【竹内美樹の口福のおすそわけ 292】わさびご飯 宿泊料飲施設ジャーナリスト 竹内美樹


 最近、わが家で頻繁に登場していた料理がある。「わさびご飯」だ。料理と言うほどのものではない。炊きたての銀シャリをお茶碗によそい、かつお節をテンコ盛りにふりかけたら、てっぺんにおろしたての生わさびを載せて、上からお醤油(しょうゆ)をたら~り。ポイントがあるとすれば、わが家ではこのメニューの場合、土鍋でご飯を炊くこととヒガシマル醤油の「超特選丸大豆うすくち 吟旬芳醇(ほうじゅん)」を使うこと。かつお節はこだわり始めたらキリがなく、その時あるストックを使う。あとはわさびのおろし方だ。

 まずは、葉っぱにつながっていた茎を手で取り除き、ブラシで汚れを洗い流す。皮に辛味成分が含まれているので、むいてはいけない。茎を取り除いた太い方から、円を描くように優しくすりおろせば、わさびの細胞が壊れて辛味成分「アリルからし油」が生まれる。そっとするのは、キメ細かい方が辛味も粘度も出るから。これは揮発性なので、時間がたつと香りとともに薄れてしまうから、すりおろしたら急いで食すべし。

 わさびご飯を食べると、わさびには辛味だけでなく、甘味もあることが分かる。かつお節のうま味と相まって超美味。あぁ~、ニッポンに生まれて良かった!

 実はコレ、妹に教わって作ってみたのだが、情報源はテレビ東京の深夜ドラマ「孤高のグルメ」だった。主演の松重豊の食べっぷりがいかにもおいしそうだと人気を博し、現在新作シーズン8を放送中。シーズン3で、伊豆に出掛けた主人公が食したのがこの「わさび丼」だ。オンエア後は、ロケが行われた実在店舗に行列ができたそうだ。

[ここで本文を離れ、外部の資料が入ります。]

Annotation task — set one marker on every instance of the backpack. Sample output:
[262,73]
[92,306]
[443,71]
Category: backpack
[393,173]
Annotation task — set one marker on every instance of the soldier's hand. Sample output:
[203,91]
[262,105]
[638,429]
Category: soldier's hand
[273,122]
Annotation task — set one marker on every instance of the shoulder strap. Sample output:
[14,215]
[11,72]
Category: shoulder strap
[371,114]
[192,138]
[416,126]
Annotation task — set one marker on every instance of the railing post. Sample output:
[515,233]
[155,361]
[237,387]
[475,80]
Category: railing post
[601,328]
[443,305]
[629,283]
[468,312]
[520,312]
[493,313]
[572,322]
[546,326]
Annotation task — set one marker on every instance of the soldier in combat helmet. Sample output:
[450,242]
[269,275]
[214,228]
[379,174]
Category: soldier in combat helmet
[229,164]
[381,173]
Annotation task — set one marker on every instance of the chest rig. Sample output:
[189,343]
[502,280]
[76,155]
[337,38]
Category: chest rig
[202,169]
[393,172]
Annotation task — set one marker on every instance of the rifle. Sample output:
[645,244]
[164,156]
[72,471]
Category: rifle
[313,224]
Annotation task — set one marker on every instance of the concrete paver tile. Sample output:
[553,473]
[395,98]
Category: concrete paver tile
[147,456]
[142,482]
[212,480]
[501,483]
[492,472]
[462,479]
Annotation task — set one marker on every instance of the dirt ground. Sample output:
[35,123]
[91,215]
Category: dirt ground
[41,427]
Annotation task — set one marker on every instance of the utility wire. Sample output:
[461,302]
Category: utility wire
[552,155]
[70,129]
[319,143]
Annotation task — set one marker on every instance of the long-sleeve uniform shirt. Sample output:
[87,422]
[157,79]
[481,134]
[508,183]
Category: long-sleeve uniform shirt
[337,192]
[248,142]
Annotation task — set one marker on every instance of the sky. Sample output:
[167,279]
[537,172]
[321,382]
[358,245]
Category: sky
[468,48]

 静岡県は、わさびの産出額で全国70%以上のシェアを誇る。飛鳥時代、すでに食されていたという日本の固有種わさび。栽培が始められたのは1600年ごろと言われる。山間地の湧き水や清流の流れる所で栽培される沢(水)わさびの生育に最適な水温は12~13度、気温は盛夏でも16度以下が望ましいとされ、澄んだ水でないと育たないので、日本でも限られた場所でしか栽培できないという。

 階段状に作られたわさび田の美しい景観や、極力肥料を使わず湧水に含まれる養分を利用する伝統的な農法が評価され、「静岡水わさびの伝統栽培」は、2017年日本農業遺産に、2018年世界農業遺産に認定された。外国人にもWasabiで通じる、日本が世界に誇る食材の一つだ。

 私ごとで恐縮だが、先日祖母が他界した。103歳だった。101歳まで自宅で一緒に暮らしていたが、もろもろの事情で伊豆修善寺の介護付き老人ホームに預けていた。祖母の顔を見に行くたびに、現地でわさびを調達していたのだが、もうその機会もないのだと思うと、寂しさがこみ上げてくる。

 亡くなる直前に買った最後の1本をすりおろして、わさびご飯を食べた。祖母を思うと同時に辛さがツンと来て、涙があふれた。筆者同様食べることが大好きだった祖母。きっと向こうの世界でも、おいしい物を食べているに違いない。

 ※宿泊料飲施設ジャーナリスト。数多くの取材経験を生かし、旅館・ホテル、レストランのプロデュースやメニュー開発、ホスピタリティ研修なども手掛ける。